[BioC] GAGE and PATHVIEW packages

Mon Oct 7 18:37:17 CEST 2013

Hi Christian,
mol.sum is written to combine or select multiple entries/probes of the same gene/molecule into one value. It should work on the differentially expressed data, i.e. fold changes or t-tests, rather than the original expression data. Because it select probes based on their variances.
For your original expression data, you may follow a similar approach as mol.sum.
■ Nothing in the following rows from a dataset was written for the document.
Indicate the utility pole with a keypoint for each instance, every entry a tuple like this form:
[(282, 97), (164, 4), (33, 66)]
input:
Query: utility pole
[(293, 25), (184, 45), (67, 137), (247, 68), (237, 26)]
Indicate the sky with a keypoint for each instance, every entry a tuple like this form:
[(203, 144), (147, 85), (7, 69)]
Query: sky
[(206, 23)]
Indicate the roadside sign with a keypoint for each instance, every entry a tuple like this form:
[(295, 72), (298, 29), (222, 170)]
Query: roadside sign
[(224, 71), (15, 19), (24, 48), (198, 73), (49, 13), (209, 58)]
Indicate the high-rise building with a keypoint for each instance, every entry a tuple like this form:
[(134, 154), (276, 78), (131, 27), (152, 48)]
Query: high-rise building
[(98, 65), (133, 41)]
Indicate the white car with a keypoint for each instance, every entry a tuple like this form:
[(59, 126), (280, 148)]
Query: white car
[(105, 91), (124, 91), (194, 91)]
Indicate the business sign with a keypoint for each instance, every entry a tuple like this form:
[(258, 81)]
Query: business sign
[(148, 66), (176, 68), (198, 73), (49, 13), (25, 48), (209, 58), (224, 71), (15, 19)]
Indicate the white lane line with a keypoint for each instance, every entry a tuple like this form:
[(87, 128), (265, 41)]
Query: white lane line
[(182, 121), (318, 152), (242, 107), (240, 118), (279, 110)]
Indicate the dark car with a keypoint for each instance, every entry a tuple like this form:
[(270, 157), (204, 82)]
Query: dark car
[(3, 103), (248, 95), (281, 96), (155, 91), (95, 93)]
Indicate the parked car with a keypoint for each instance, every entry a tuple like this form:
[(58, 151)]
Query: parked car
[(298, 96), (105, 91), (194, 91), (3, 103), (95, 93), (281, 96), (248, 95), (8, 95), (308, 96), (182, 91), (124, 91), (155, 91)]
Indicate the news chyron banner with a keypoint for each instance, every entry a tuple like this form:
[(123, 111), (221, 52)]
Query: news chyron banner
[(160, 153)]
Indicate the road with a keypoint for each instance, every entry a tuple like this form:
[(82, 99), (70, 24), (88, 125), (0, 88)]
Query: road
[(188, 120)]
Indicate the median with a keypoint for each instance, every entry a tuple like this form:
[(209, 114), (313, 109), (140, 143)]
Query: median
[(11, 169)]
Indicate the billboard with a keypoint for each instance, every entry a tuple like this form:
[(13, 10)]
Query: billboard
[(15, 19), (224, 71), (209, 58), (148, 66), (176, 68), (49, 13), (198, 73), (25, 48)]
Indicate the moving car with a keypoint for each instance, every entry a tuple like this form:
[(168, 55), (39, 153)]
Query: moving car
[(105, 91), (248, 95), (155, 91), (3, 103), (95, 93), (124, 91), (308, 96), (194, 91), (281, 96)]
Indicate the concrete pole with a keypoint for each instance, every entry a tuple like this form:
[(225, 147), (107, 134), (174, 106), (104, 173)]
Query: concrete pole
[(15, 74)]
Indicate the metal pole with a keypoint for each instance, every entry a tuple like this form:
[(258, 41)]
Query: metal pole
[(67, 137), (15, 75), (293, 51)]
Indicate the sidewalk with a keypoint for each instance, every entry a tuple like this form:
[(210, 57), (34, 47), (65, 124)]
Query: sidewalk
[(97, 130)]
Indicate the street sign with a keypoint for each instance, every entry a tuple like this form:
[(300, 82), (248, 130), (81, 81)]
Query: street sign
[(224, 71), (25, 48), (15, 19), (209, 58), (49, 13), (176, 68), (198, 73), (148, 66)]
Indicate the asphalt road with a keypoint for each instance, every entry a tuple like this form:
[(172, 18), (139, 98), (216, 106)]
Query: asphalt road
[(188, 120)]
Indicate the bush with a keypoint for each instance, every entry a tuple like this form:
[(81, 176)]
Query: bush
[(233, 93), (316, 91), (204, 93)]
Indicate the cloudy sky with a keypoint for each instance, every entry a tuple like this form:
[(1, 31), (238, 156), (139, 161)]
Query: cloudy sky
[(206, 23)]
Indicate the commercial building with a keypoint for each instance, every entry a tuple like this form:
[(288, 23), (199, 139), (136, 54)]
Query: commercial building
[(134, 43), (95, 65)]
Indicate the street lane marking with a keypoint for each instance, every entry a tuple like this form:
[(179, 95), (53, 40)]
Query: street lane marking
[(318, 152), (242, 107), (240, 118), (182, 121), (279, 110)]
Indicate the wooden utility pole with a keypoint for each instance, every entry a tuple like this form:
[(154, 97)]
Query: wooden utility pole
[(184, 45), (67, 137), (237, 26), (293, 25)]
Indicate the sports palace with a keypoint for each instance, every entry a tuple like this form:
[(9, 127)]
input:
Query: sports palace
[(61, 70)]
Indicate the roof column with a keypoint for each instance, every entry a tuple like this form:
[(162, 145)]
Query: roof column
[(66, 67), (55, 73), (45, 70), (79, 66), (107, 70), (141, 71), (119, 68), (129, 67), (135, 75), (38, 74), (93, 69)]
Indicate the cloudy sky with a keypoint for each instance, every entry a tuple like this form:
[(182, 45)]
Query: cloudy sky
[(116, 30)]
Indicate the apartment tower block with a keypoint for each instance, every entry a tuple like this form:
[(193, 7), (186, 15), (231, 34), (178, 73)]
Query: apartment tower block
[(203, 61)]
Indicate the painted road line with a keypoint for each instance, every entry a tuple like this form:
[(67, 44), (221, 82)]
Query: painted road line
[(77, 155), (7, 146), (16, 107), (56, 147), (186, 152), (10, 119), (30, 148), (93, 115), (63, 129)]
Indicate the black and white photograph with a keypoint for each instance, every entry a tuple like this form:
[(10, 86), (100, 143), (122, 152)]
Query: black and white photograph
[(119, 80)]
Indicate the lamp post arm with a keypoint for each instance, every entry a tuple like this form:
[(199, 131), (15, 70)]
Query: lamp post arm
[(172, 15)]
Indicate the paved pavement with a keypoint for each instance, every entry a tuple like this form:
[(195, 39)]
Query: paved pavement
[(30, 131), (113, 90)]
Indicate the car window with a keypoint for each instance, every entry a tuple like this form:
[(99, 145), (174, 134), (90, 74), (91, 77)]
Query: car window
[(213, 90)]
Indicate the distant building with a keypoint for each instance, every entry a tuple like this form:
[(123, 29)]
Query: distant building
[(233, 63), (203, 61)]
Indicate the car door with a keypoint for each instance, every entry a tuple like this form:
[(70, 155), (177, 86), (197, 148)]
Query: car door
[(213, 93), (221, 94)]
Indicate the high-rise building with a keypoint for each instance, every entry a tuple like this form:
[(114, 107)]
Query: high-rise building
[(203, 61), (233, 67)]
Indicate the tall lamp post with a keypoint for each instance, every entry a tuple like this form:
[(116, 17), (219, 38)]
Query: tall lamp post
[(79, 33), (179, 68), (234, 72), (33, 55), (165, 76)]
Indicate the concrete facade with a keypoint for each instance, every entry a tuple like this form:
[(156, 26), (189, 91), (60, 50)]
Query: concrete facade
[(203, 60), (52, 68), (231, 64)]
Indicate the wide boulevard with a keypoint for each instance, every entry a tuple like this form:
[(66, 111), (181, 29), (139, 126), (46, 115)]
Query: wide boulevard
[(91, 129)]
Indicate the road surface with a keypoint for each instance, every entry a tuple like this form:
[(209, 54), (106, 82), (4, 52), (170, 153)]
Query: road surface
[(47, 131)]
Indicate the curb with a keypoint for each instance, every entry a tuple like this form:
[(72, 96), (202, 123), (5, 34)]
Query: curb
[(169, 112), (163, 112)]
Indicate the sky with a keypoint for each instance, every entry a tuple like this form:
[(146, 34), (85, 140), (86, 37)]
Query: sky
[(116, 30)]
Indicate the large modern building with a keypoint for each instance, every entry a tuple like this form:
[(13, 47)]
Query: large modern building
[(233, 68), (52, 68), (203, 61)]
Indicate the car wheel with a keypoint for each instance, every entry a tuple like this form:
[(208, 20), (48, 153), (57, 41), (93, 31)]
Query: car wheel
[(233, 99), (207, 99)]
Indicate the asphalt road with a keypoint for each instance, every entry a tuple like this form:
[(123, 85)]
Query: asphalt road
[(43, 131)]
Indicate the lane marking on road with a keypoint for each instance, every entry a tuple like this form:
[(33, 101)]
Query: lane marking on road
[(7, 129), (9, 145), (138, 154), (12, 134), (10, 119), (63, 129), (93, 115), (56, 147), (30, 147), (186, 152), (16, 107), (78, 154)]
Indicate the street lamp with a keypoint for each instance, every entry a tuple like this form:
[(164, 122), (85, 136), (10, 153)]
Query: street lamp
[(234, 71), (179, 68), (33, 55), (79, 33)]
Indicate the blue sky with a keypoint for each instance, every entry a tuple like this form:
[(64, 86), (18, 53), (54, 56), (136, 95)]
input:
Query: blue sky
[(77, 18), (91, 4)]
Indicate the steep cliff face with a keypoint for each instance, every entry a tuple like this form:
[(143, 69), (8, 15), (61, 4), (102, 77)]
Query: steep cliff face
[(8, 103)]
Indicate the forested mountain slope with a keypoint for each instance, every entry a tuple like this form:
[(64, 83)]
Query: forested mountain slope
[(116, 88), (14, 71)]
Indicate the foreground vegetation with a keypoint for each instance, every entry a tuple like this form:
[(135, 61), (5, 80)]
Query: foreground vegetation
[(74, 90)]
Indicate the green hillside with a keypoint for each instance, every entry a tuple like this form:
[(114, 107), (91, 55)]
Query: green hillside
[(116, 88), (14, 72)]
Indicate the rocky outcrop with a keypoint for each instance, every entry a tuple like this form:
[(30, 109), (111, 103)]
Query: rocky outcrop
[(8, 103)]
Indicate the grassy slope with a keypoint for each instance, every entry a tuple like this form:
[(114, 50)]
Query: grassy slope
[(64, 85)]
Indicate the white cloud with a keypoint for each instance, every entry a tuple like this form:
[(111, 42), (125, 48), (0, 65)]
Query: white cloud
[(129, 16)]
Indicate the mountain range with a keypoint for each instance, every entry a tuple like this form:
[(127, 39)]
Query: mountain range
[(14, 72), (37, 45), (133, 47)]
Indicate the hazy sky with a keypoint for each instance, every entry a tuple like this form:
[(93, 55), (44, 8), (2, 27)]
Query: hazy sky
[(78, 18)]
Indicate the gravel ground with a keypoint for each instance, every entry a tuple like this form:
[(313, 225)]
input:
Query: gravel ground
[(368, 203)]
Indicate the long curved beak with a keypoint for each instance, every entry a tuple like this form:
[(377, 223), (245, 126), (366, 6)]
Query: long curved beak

I would recommend to use "max.abs" to probe set with the max variance as the representative of the gene. 
In gage package, we have a vignette named “Gene set and data preparation” to address your issue in detail under the section of “Probe set ID conversion”. The vignette is available at: http://bioconductor.org/packages/2.13/bioc/vignettes/gage/inst/doc/dataPrep.pdf.
Weijun

--------------------------------------------
On Mon, 10/7/13, Christian De Santis <christian.desantis at stir.ac.uk> wrote:

 Subject: RE: GAGE and PATHVIEW packages

 Cc: "bioconductor at r-project.org" <bioconductor at r-project.org>
 Date: Monday, October 7, 2013, 7:49 AM

 Hi Weijun,

 Thanks for your prompt reply. It was very helpful to clarify
 my doubts, although it generated one more. 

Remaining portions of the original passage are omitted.